FGTB, CNE et partis de gauche serrent les rangs


POLITIQUE CHARLEROI L’an dernier, au 1er mai, la FGTB Charleroi et Sud Hainaut avait poussé un solide coup de gueule, par la voix de son secrétaire régional Daniel Piron, contre la politique du gouvernement fédéral. Ce n’était pas si évident, sachant la présence, notamment au poste de 1er ministre, d’Elio Di Rupo, et les liens très anciens noués entre parti et syndicat.

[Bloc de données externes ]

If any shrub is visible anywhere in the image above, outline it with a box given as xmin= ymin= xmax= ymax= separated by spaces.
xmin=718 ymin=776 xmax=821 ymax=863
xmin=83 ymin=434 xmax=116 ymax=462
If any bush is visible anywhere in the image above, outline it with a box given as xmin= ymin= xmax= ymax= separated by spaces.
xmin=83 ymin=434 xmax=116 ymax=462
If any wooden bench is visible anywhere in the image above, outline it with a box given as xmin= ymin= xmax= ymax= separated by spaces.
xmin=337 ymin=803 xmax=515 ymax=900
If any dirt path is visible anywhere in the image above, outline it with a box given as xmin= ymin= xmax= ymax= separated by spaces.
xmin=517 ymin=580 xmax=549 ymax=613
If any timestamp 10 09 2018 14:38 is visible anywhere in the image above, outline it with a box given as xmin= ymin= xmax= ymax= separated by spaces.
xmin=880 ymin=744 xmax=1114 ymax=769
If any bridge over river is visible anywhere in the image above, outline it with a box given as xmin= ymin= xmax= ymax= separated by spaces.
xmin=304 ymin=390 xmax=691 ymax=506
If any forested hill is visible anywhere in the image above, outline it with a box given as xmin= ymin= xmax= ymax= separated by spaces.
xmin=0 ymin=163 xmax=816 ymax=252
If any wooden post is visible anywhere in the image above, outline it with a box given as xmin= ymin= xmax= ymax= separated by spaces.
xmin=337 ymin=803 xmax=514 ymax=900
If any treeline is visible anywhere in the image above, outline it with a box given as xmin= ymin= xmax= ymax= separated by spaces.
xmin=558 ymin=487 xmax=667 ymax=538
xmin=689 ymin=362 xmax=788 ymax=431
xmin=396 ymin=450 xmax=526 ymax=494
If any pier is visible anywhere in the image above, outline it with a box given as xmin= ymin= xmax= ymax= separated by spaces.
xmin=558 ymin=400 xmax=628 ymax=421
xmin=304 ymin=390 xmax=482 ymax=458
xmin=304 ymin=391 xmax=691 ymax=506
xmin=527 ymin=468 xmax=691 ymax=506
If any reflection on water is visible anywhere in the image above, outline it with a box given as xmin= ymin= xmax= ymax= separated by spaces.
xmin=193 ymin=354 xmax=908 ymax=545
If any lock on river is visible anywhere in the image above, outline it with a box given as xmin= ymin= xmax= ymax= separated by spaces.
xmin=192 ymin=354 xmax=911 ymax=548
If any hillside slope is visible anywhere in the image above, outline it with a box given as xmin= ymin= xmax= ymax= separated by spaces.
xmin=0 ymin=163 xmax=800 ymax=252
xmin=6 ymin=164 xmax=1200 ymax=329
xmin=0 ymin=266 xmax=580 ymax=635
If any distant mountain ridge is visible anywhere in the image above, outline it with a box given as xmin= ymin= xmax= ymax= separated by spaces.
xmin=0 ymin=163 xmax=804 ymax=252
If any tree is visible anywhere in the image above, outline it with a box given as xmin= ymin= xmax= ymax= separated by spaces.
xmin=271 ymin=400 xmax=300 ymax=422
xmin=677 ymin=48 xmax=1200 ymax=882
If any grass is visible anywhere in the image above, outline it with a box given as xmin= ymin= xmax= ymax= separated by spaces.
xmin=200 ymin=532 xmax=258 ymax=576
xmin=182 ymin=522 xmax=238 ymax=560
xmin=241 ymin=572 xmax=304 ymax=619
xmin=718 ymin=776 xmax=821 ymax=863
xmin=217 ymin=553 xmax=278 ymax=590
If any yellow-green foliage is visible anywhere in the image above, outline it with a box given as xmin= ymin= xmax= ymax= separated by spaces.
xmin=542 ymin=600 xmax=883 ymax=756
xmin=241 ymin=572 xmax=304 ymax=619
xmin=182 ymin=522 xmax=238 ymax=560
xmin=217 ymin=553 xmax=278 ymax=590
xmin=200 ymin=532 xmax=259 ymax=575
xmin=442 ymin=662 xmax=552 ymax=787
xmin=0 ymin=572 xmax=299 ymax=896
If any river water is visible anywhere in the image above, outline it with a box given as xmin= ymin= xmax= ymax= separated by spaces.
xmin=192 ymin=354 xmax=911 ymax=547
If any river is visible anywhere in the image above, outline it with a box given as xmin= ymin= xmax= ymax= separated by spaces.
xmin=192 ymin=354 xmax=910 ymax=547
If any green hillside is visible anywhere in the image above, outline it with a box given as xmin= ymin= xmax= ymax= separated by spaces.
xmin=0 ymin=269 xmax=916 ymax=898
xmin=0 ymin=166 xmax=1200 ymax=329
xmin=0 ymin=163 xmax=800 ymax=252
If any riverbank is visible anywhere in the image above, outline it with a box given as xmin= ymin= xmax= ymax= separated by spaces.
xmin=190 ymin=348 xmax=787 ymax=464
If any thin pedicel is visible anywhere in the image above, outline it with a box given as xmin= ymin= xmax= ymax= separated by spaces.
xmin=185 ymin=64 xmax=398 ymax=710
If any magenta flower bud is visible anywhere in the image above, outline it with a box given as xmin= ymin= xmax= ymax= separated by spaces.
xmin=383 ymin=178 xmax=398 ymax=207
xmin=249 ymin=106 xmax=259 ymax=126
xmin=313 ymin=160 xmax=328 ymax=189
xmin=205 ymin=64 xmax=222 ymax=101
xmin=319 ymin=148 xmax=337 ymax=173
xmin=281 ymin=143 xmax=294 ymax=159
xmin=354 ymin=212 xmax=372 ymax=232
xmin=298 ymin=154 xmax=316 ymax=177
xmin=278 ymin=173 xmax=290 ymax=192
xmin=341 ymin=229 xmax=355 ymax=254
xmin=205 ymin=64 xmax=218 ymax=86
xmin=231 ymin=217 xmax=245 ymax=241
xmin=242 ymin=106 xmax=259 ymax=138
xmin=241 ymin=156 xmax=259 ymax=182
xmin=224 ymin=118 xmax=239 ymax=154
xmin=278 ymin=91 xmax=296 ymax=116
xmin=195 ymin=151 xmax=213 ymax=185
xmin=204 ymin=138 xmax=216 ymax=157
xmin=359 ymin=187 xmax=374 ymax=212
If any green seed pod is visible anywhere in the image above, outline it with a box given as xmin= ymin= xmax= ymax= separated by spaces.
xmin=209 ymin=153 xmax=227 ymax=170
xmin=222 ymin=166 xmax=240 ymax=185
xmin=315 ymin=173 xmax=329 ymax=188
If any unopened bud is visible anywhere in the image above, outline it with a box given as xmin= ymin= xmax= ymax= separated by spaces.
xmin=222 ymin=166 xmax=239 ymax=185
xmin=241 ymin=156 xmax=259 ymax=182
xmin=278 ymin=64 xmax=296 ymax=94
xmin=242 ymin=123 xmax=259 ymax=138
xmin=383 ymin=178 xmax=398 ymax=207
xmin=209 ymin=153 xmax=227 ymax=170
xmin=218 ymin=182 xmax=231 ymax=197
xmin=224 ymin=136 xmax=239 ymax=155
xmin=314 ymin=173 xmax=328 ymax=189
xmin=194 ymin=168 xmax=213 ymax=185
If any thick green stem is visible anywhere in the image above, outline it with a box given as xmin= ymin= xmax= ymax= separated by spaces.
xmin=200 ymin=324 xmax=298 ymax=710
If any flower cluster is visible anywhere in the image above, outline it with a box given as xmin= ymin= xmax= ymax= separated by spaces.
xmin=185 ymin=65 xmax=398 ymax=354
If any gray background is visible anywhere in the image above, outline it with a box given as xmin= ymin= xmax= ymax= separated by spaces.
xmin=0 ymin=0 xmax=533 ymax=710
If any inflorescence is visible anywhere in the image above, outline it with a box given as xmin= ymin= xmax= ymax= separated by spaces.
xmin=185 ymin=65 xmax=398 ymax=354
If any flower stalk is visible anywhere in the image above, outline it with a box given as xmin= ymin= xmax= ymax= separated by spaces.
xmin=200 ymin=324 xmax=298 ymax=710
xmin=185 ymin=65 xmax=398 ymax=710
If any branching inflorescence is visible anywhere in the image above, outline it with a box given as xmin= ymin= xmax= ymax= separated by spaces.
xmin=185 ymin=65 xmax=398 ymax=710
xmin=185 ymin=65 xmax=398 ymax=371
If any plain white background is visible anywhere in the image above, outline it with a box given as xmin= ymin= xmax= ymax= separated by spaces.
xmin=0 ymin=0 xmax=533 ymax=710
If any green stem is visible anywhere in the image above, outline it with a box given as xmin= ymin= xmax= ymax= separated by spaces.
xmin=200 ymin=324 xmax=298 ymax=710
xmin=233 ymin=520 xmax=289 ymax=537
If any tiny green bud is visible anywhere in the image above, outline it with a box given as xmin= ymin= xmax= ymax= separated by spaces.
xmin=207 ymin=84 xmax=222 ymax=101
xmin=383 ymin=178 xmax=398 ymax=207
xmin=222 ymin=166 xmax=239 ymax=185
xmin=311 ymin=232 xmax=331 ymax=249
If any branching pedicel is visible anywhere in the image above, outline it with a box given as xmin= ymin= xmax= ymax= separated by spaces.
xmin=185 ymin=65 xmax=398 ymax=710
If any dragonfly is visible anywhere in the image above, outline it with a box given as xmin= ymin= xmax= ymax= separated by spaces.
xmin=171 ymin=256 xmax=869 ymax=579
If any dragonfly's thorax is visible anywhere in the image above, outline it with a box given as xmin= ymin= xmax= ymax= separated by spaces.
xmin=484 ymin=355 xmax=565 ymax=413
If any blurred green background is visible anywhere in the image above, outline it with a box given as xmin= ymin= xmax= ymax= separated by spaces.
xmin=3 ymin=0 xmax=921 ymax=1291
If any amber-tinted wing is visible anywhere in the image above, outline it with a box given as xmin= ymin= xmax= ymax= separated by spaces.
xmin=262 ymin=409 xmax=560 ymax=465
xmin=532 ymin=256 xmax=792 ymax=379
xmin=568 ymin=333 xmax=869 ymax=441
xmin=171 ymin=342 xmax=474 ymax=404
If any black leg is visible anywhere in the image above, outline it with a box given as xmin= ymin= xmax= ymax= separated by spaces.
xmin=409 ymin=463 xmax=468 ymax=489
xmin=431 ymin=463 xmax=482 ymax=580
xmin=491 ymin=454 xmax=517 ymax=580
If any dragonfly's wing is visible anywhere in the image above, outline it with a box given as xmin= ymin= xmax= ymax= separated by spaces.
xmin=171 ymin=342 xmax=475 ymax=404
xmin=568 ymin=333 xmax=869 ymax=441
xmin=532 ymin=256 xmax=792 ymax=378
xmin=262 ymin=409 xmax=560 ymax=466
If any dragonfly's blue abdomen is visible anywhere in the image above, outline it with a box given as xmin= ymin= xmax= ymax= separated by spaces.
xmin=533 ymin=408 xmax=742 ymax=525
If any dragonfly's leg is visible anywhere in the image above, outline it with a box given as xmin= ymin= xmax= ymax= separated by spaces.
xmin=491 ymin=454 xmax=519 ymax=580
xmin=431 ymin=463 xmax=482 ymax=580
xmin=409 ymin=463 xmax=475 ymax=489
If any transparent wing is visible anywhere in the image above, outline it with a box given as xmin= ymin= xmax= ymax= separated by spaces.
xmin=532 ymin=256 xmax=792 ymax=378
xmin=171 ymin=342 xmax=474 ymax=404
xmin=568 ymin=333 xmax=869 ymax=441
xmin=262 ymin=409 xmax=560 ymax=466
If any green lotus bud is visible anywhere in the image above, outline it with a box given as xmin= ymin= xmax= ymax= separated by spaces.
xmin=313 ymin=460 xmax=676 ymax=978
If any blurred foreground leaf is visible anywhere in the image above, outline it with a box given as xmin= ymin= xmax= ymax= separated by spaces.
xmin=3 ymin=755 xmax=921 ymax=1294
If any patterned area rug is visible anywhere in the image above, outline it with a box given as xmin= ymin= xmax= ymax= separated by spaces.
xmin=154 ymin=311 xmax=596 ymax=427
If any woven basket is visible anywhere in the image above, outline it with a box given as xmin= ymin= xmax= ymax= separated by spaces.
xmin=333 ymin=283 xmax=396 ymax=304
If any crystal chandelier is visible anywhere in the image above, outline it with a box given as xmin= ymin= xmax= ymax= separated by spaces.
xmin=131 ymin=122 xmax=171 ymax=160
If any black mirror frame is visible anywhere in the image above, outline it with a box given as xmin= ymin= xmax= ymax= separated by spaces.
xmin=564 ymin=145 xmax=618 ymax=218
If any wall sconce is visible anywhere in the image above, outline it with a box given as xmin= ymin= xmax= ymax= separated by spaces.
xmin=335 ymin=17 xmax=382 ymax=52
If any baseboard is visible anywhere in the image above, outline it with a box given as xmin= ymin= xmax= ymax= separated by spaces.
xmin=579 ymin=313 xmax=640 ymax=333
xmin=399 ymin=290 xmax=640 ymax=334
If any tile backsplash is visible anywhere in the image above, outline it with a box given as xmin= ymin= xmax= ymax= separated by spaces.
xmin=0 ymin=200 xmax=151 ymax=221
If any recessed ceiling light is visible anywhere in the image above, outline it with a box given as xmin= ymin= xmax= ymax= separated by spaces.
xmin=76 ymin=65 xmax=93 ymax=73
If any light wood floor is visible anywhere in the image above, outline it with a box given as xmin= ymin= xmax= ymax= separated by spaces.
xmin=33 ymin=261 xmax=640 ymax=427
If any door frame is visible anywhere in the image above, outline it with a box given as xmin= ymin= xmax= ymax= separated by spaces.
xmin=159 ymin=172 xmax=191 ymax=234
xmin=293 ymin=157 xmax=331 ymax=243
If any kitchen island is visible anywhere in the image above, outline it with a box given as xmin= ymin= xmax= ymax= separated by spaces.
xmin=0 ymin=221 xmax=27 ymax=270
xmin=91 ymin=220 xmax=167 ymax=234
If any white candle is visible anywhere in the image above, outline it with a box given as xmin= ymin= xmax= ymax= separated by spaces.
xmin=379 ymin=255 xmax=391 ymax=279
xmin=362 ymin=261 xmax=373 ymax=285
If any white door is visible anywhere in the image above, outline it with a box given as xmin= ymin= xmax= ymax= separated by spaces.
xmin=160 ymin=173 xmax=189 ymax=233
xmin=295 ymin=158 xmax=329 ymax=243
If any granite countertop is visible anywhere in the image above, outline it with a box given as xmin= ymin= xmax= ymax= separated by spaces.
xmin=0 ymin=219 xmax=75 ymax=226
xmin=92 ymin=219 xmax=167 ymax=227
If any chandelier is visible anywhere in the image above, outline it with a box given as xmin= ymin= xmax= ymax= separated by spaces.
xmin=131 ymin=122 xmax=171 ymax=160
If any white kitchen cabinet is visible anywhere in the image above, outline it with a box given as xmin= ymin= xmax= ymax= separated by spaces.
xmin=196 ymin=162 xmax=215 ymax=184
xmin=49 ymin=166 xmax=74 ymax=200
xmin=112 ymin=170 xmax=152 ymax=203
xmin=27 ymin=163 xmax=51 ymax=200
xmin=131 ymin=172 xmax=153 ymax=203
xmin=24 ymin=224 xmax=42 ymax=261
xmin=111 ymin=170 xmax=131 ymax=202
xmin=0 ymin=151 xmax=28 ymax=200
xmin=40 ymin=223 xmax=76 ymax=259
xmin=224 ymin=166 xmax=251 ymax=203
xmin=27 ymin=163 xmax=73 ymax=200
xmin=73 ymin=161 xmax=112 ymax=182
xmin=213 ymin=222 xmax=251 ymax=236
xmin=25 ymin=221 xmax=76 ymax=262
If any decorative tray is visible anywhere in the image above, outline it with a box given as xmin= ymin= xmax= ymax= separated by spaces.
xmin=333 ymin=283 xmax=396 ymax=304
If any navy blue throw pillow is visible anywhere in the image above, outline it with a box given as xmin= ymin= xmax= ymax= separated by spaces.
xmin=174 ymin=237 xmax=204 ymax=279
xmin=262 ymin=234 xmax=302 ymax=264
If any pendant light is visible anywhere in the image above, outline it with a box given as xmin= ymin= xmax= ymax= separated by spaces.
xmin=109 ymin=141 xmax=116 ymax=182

Pourtant, à quelques jours près de l’anniversaire de cette intervention, Daniel Piron revient et il récidive, avec cette fois l’appui des partis qui se positionnent à la gauche du PS. Ils sont venus, ils étaient tous là, hier, pour dire qu’en effet, répètent-ils, la présence du PS au sein du gouvernement fédéral est loin de leur avoir apporté tous leurs apaisements. Ils évoquent l’austérité, le blocage des salaires, la manipulation de l’index, l’absence de véritable justice fiscale, les contraintes budgétaires qui pèsent sur les services publics, par exemple.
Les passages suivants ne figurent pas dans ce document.